“Defeat,” he reported hoarsely, when he had given in a woman’s name. “Utter defeat! Look!” He held up the stump of his sword. “I broke this on her gin-bottle.”
“So? We try again,” said the impassive Chief Seraph. Again he beckoned, and there stepped forward that very Imp whom Death had transferred from the N.C.D.
“Go you!” said the Seraph. “We must deal with a fool according to her folly. Have you pride enough?”
There was no need to ask. The messenger’s face glowed and his nostrils quivered with it.

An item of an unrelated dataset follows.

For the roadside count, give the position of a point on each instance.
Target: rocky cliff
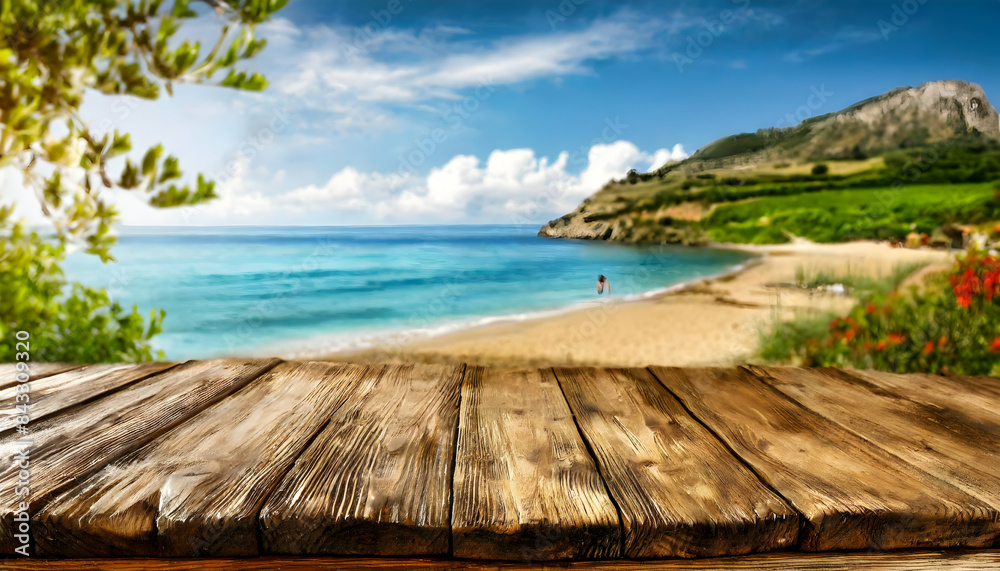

Scarcely pausing to salute, he poised and dived, and the papers on the desks spun beneath the draught of his furious vans.
St. Peter nodded high approval. “I see!” he said. “He’ll work on her pride to steady her. By all means—‘if by all means,’ as my good Paul used to say. Only it ought to read ‘by any manner of possible means.’ Excellent!”
“It’s difficult, though,” a soft-eyed Patience whispered. “I fail again and again. I’m only fit for an old-maid’s tea-party.”
Once more the record flashed—a multiple-urgent appeal on behalf of a few thousand men, worn-out body and soul. The Patience was detailed.
“Oh, me!” she sighed, with a comic little shrug of despair, and took the void softly as a summer breeze at dawning.
“But how does this come under the head of Domestic Casualties? Those men were in the trenches. I heard the mud squelch,” said St. Peter.
“Something wrong with the installation—as usual. Waves are always jamming here,” the Seraph replied.